Do you use a lot of embeddings with these models to try to get more of a high-level overview?

If you ask any data scientist, they’ll say the most important parts of the model-building process are data analysis, data cleaning, transformation, understanding the data’s peculiarities, and getting a feel for it. Unfortunately, data scientists have no way to do that in federated machine learning. So we use various synthetic data generation techniques to give data scientists a feel for the real data. We also let them view private statistics and analytics of the real data. These insights are critical in the data science workflow and help them drive future decisions to understand the features and embeddings of the real data.

The way I think about federated learning is that it’s actually not that different from machine learning. We still have to think about drift, large-scale training, and production. The only difference is that you can’t see the data. Everything else in the machine learning pipeline still applies.

What types of customers are most interested in federated machine learning? 

At Devron, we have customers in two main areas: government and FinTech. We have a lot of projects with the Department of Defense and other government organizations. We also work with various types of FinTech and large enterprise organizations that want to maintain ownership of their data but also want to give others access to it, or they want access to data but can’t due to privacy restrictions.
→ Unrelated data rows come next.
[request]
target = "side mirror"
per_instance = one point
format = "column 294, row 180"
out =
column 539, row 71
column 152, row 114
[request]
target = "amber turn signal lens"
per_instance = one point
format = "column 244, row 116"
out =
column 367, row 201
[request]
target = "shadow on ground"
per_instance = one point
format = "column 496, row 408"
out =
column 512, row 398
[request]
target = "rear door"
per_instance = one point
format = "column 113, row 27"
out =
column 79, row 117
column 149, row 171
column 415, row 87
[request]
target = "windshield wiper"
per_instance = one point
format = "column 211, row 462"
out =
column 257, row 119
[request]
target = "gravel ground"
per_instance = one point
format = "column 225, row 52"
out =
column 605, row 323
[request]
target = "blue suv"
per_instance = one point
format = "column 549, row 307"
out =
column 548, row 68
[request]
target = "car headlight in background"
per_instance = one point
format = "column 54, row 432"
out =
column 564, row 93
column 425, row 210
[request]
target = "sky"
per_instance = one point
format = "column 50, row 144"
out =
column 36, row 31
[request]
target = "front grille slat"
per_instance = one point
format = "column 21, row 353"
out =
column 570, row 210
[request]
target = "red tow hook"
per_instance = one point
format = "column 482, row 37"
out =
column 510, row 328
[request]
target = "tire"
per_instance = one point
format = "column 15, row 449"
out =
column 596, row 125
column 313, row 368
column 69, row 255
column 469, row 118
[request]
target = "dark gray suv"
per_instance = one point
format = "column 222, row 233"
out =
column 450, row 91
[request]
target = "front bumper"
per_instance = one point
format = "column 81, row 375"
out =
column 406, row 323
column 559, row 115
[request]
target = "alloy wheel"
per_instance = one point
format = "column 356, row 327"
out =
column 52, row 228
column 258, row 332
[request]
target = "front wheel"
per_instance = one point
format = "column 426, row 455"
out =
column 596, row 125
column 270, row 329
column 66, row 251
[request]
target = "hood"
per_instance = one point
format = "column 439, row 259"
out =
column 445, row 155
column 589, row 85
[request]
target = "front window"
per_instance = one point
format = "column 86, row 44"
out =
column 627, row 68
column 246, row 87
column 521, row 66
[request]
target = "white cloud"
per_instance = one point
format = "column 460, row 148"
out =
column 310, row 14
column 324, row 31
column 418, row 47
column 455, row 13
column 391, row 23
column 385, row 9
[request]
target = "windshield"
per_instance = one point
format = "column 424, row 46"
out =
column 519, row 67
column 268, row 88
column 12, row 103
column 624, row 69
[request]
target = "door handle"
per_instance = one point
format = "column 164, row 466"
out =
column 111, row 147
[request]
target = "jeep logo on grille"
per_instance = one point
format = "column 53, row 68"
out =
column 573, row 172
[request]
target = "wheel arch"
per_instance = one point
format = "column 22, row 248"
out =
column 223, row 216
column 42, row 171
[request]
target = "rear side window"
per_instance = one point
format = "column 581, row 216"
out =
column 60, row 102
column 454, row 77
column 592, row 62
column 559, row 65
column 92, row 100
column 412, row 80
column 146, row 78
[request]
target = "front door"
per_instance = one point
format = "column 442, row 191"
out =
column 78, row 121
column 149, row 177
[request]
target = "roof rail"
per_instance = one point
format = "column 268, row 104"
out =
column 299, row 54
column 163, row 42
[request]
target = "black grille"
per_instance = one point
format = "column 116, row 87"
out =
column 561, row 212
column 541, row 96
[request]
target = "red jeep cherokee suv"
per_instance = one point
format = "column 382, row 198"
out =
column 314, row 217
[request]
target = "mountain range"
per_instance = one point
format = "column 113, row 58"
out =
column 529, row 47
Do you see the potential for a community around federated learning?

That’s the final goal of the system: everyone has some form of access to the data, everyone gets to keep their data private, none of the data leaks and all private information is protected. But you still get the benefits of machine learning. Many organizations may want to sell their data but not provide ownership to run machine learning models and get analytics. And others might wish for a community to build models on the data, but they can’t afford to lose ownership of the data. I can see this being massive, especially in industries where there’s a lot you can’t do because of personally identifiable information (PII) or protected health information (PHI).

What are the steps to make sure data is secure? 

There are vulnerabilities, like model inversion attacks, membership inference attacks, and model poisoning attacks. Still, I’d say federated machine learning is step one towards a much larger privacy infrastructure for machine learning and analytics, but there is a long road ahead.

There are technologies like differential privacy that smooths and adds noise to the information output from the data owner—this way, no single data point information is leaked. There are encryption technologies through which you can take data and models from different locations and perform secure aggregations such that only the aggregated model is visible to the aggregator and no individual models coming from each data source are exposed. There are so many different levels to increase the data’s level of privacy.

To wrap it up, what would you say is your favorite part of the day-to-day? What’s the most challenging? 

My favorite part is ideating and coding. I love delving into these problems and trying to solve them, coming up with new ways to solve the old problems. Some days, I’m reading papers to really understand a new technology and then try to implement it. I get satisfaction when I can deploy a product that someone is actually using. So that’s the best part of my job. For me, the most challenging part is managing the time between meetings and balancing my schedule to have enough time for the coding and deep-focus work.